In that vein, I thought this game was largely about Stanford just being bad on offense. They scored on a patented box-out jump ball early in the game but largely tried to succeed with short passes and slants. Notre Dame did an okay job making life difficult however the Cardinal just weren’t sharp enough to consistently move the ball through the air.

Quite the quiet game from both inside linebackers Asmar Bilal and Drew White who combined for 6 tackles and zero stuffs. There wasn’t a whole lot of work in the run game, to be fair.

Stuffs vs. Stanford

(season stuffs in parentheses)

Ogundeji – 3.5 (13)
Kareem – 2 (20)
Jones – 2 (12)
JOK – 1.5 (15.5)
Lacey – 1 (4.5)
Ademilola, Justin – 1 (2)
Hamilton – 0.5 (4.5)
JGH – 0.5 (1.5)

Hats off to Ade Ogundeji who put together another fabulous game with 3.5 stuffs (8 over the last 2 games!) and the game-sealing sack fumble that led to Khalid Kareem’s recovered touchdown.

When we look back at this season the current +15 turnover ratio will explain a lot of the success. Book didn’t throw an interception in 9 games and the team forced 26 turnovers. That’s a good recipe.

Final Thoughts

Long-snapper John Shannon got the game ball for this game. He recovered the fumbled punt return.

No shame in believing this game plays out a bit differently if Isaiah Foskey doesn’t block that punt when trailing by 10 points with under 5 minutes remaining in the first half. That led to the sensational set of 4 completions from Book mentioned above and a 21-17 halftime lead that felt kind of dirty.

Stanford falls to 4-8 for the season, their most losses since 2007. I am sure they will improve next year with fewer injuries but my goodness is this the least scary they’ve looked from an individual talent standpoint in at least a decade.

Also, I’m not saying this matters but Stanford has been a .500 football program since they decided to add black trim to their jersey numbers prior to the 2018 season. It’s a weird look when they didn’t incorporate any other black into their uniforms a la the Trent Edwards era.

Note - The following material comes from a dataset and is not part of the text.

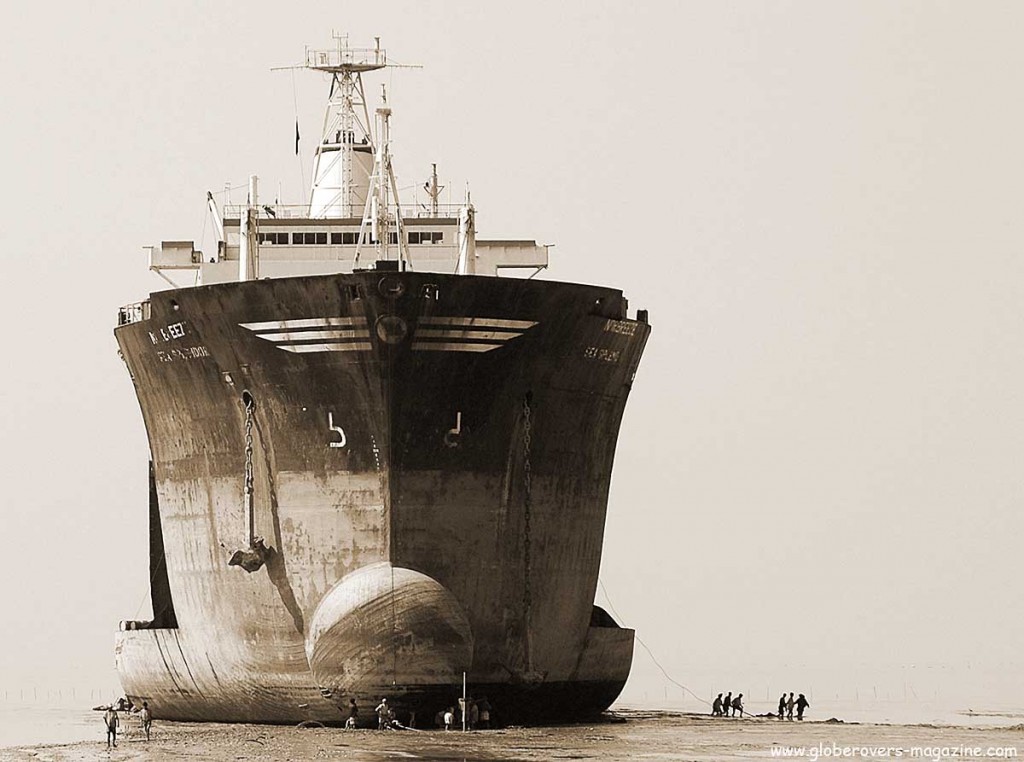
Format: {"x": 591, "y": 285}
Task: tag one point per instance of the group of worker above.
{"x": 476, "y": 713}
{"x": 722, "y": 707}
{"x": 112, "y": 720}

Notre Dame is currently at +1.58 yards per play on the season which is by far the best mark of the Kelly era and the second best (trailing 1996) since the start of 1994. Grains of salt with the schedule strength and of course we still have a bowl game to get our final number for 2019.

Jonathan Doerer picked up all this acclaim after last week and then missed one of his field goals today! The announcers looked correct in that a gust of win seemed to grab the ball on its way to through the goalposts. Everyone is human.

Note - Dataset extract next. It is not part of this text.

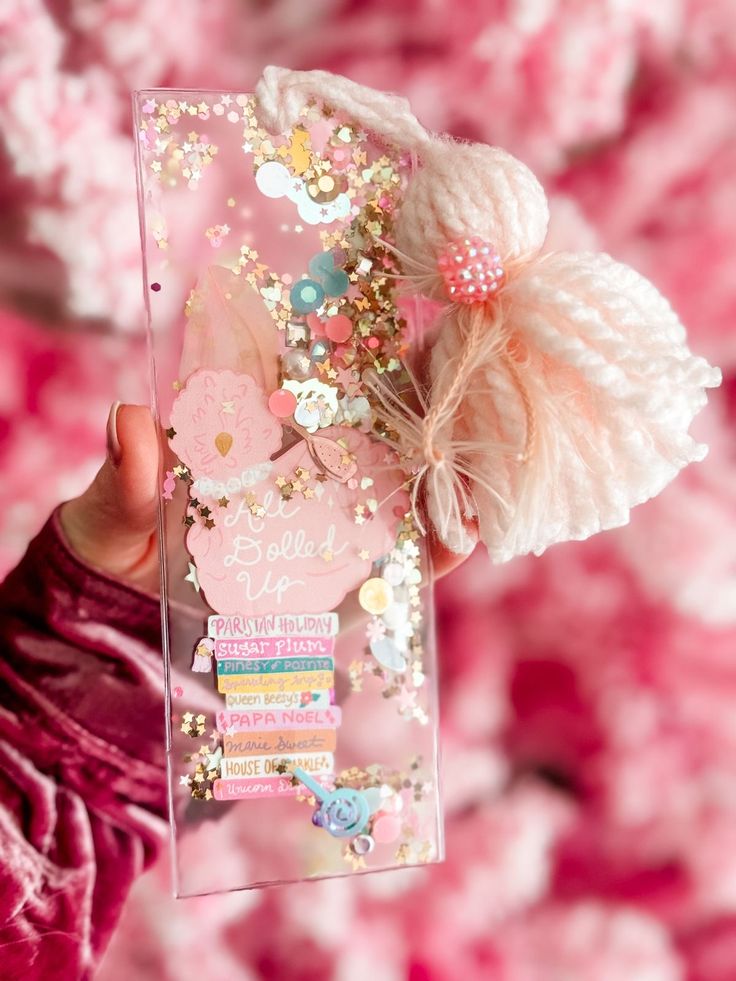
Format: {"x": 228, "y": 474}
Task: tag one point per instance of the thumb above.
{"x": 112, "y": 525}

What is it that makes Stanford’s field always so slippery? In other news, the official box score states 37,391 watched this game in a 50,000 seat stadium. What a joke.

Many think that Chip Long is going to be moving on during the off-season. I don’t really care either way, although I generally think he’s done a good job or at least is a little bit underrated relative to the talent on hand. It seems like he just hasn’t been able to live down last year’s Cotton Bowl despite the team heading into this bowl season averaging 37.0 points per game just 0.6 points off the school record set in 1968. Although, a fresh face might be a good idea with so much experience coming back next year–it’s just I’m not sure how much higher the ceiling is without several inexperienced players breaking out in a big way.

Has this been the least satisfying season from the 2017-19 run? Due to the Michigan loss the easy answer seems definitively yes. I think we’ll look back at this year and remember a lot of really nice individual surprises (Bilal, White, Ogundeji, Jamir Jones, the beginning of Lenzy, our first look at Hamilton) but it’ll be surrounded by too many what-if scenarios. Book carried the offense for long stretches but couldn’t take the next step with a middling supporting cast. The defense was strong but Okwara was lost for the season and the Michigan clunker hurt deeply.

It’s just a strange one. Should the Irish defeat a team like Oklahoma State or Kansas State in a bowl game they’d finish 11-2 and one of those programs would finish with 5 losses and assuredly unranked. It doesn’t feel stale but the current 32-6 run since 2017 feels so much less fun than I ever would’ve anticipated.